Tuesday, December 18, 2007

As a webmaster, you may have been concerned about your RSS/Atom feeds crowding out their associated HTML pages in Google's search results. By serving feeds, we could cause a poor user experience:

  1. Feeds increase the likelihood that users see duplicate search results.
  2. Users clicking on a feed may miss valuable content available only in the HTML page.

To address these concerns, we prevent feeds from being returned in Google's search results, with the exception of podcasts (feeds with multimedia enclosures). We continue to allow podcasts, because we noticed a significant number of them are standalone documents (that is, no HTML page has the same content) or they have more complete item descriptions than the associated HTML page. However, if, as a webmaster, you'd like your podcasts to be excluded from Google's search results (for example, if you have a vlog, its feed is probably a podcast), you can use Yahoo's spec for noindex feeds. If you use FeedBurner, making your podcast noindex is as simple as checking a box ("Noindex" under the "Publicize" tab).

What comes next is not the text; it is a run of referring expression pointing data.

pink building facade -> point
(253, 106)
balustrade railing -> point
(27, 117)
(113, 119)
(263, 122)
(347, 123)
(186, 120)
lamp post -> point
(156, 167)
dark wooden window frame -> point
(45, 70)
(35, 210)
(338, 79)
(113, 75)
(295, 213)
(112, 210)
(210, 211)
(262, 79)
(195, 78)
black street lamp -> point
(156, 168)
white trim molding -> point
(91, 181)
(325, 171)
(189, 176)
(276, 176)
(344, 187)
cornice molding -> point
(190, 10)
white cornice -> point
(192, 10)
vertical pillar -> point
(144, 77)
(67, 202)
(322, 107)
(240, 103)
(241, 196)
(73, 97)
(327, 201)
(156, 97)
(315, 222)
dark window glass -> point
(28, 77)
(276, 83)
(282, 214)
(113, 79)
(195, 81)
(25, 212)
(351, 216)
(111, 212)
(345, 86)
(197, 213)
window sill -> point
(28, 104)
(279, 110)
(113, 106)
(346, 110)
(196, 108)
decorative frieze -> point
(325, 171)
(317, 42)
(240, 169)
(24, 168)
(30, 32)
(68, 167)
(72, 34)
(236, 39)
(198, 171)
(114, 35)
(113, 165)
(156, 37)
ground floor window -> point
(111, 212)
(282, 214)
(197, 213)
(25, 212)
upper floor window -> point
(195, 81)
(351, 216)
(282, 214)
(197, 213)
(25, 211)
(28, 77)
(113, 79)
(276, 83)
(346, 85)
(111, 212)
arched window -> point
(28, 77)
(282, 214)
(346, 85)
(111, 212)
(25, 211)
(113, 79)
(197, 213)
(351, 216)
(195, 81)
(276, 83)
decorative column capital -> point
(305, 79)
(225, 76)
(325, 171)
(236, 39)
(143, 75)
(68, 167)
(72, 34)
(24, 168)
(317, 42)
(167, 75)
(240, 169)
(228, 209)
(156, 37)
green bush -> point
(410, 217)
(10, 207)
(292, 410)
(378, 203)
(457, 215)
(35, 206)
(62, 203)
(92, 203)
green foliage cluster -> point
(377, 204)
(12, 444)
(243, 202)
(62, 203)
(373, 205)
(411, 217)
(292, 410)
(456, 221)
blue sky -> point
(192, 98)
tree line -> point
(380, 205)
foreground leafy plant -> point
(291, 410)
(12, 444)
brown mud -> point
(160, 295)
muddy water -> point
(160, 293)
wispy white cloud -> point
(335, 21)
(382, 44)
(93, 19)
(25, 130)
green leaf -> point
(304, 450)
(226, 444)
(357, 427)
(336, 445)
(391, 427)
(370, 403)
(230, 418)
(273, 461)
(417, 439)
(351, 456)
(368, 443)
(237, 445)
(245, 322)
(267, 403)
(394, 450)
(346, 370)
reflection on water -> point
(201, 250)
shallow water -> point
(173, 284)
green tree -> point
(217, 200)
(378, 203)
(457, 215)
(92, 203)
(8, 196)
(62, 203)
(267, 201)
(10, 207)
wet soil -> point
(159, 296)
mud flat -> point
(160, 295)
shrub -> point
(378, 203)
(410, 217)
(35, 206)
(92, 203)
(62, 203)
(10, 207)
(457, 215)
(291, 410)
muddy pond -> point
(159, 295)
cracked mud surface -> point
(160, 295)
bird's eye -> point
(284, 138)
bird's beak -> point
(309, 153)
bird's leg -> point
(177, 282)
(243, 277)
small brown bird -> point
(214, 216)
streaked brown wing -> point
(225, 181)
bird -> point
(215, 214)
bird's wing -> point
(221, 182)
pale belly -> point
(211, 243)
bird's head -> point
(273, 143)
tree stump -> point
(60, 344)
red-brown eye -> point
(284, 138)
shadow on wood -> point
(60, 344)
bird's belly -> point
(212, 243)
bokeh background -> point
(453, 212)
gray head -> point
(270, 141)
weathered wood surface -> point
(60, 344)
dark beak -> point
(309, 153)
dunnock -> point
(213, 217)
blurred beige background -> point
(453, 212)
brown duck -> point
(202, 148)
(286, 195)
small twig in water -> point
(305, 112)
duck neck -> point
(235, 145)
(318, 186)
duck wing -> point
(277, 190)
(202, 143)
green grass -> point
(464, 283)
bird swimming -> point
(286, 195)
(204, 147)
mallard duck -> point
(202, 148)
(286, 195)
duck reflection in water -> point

As a user, you may ask yourself whether Google has a way to search for feeds. The answer is yes; both Google Reader and iGoogle allow searching for feeds to subscribe to.

We're aware that there are a few non-podcast feeds out there with no associated HTML pages, and thus removing these feeds for now from the search results might be less than ideal. We remain open to other feedback on how to improve the handling of feeds, and especially welcome your comments and questions in the Crawling, Indexing and Ranking subtopic of our Webmaster Help Group.